Given a set of tasks $T$ , a set of processors $P$ , a system $S$ , background knowledge $B$ , a statistic $f$ , and a deadline $d$ , the task-to-processor assignment problem is to find an assignment $a$ where $f(S(a))\leq d$ , with minimum number of system tests.

Although the domain knowledge given to our algorithm is quite limited, it should be straightforward to include other information relevant to system performance. For instance, $B$ could include a description of a host’s cache structure, which is known to be important for network-intensive applications [15, 12]. Other relevant information includes data dependencies between tasks, which streams share network links, the priority of streams, and the priority of tasks.

4 Experiments to Motivate the Problem

We motivate the need for a task-to-processor assignment tool for mixed-critical distributed systems with real-world experiments. We describe an example mixed-critical distributed system (Section 4.1). We show that the 99.9th percentile latency can be much higher with the default Linux scheduler compared to the optimal, fixed assignment (Section 4.3), so a significant performance gain is possible with a different tool. We show that the optimal task-to-processor assignment is hardware and application dependent (Sections 4.4 and 4.5), so different task-to-processor assignment policies are needed for different scenarios.
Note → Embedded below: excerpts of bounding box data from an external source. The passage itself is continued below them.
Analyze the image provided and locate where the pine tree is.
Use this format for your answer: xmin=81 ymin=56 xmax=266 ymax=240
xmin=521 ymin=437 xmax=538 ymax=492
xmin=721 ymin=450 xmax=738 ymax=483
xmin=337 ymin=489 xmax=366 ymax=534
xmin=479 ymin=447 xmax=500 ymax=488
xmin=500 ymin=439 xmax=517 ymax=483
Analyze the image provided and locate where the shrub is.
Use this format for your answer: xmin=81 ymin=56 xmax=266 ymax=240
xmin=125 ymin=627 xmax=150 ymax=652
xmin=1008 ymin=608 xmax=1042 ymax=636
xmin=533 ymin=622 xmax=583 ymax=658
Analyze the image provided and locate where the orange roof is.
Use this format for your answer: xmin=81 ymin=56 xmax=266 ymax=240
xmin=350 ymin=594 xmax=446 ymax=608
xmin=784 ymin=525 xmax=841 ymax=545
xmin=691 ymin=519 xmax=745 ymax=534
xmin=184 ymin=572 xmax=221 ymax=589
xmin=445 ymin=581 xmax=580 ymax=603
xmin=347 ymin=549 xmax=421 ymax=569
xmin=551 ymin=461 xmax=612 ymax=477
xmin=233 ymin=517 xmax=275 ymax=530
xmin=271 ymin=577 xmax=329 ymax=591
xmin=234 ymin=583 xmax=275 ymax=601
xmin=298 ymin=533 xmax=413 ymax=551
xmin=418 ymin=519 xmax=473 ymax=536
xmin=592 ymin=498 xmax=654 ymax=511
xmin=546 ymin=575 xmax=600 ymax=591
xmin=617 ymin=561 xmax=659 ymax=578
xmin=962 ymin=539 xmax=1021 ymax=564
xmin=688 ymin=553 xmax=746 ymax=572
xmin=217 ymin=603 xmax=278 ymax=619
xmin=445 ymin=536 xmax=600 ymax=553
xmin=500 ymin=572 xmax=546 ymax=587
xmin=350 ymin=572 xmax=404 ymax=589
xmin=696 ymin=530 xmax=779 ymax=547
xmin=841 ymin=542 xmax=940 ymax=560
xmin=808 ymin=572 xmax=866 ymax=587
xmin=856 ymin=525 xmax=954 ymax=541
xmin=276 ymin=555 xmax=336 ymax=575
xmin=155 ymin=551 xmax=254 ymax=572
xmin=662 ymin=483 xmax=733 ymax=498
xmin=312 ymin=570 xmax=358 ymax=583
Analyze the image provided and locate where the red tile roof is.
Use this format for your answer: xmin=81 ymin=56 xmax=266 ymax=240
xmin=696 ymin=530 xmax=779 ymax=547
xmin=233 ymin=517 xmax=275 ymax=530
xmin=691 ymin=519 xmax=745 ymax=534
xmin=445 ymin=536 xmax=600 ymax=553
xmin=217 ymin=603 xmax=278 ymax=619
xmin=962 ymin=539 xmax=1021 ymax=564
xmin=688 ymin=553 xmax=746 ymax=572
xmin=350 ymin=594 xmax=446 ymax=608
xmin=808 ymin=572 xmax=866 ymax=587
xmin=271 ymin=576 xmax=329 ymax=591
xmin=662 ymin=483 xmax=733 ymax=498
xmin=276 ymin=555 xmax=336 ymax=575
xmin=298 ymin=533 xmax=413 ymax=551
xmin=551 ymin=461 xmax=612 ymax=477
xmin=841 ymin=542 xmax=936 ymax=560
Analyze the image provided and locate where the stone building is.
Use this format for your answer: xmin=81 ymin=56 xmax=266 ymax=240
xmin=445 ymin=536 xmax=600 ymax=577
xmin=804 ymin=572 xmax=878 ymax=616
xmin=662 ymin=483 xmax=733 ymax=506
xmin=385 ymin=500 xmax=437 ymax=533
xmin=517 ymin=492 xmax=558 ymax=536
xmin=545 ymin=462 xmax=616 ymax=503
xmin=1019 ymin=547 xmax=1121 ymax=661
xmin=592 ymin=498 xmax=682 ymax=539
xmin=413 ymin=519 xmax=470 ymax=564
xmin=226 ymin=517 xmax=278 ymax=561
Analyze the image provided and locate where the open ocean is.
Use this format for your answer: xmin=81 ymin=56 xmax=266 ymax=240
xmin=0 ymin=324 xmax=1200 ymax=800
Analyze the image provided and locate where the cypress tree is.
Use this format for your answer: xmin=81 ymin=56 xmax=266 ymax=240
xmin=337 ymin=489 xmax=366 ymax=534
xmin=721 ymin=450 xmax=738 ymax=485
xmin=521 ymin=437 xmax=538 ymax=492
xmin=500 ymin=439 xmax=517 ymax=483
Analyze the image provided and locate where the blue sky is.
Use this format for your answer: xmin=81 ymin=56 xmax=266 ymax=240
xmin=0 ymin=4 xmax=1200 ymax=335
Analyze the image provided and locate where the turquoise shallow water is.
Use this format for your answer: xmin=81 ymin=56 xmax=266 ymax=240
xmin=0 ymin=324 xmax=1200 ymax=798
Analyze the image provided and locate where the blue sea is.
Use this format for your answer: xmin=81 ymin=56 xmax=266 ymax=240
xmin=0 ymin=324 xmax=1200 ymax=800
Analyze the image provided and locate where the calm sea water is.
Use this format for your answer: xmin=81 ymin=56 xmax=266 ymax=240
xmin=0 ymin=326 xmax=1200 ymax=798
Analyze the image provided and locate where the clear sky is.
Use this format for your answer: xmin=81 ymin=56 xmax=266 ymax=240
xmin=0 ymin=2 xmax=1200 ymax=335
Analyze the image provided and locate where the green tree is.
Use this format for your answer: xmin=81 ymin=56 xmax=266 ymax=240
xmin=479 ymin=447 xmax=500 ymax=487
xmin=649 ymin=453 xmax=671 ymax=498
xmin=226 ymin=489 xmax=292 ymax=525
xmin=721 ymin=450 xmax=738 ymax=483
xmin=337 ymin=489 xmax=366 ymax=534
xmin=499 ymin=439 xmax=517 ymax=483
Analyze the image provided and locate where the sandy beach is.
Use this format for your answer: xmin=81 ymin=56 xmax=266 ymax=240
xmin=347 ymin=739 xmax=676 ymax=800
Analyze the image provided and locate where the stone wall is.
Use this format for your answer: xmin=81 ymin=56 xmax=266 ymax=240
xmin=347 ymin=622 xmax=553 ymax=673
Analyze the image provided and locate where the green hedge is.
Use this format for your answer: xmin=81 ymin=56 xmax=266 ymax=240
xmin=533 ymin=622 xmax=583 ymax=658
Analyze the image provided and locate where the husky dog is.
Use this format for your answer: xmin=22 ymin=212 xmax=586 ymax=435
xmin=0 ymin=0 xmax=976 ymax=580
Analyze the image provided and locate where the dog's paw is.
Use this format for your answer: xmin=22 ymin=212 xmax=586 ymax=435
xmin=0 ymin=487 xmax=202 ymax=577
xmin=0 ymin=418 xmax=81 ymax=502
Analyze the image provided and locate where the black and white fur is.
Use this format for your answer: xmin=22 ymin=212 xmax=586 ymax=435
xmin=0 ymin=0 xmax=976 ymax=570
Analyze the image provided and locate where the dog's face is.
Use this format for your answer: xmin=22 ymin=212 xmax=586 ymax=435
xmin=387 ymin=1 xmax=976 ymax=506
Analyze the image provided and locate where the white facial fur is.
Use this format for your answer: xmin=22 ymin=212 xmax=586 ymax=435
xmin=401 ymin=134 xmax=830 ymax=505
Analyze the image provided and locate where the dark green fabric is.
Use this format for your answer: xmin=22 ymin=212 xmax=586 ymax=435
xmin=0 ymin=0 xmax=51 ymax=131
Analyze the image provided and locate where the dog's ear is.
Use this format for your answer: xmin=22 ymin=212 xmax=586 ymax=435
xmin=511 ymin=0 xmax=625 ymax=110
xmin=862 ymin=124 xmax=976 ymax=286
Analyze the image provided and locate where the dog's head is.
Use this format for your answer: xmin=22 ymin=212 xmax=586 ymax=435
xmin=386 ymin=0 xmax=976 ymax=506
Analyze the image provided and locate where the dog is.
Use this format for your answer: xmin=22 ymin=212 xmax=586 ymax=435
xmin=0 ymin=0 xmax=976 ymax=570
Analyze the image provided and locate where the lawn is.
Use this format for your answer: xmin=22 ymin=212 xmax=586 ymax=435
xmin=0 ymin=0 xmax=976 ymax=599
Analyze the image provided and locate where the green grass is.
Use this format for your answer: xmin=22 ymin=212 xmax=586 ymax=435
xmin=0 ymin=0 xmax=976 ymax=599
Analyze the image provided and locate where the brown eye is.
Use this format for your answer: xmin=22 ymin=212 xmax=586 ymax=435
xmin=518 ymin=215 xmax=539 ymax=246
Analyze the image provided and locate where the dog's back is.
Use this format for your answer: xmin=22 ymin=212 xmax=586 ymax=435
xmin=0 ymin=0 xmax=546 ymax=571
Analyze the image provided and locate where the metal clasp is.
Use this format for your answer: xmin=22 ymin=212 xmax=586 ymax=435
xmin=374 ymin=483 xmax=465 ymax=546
4.1 An Example Mixed-Critical Distributed System

Refer to caption — Figure 1: The system used in our experiments. Host 1 sends critical messages to Host 2 at 1 kHz (stream $\sigma_{1}$ ). Host 2 replies to Host 1 as soon as possible (stream $\sigma_{2}$ ). Meanwhile, Host 3 sends large, non-critical “background” messages to Host 2 every 1 second. Critical and background traffic share the network and Host 2’s CPU.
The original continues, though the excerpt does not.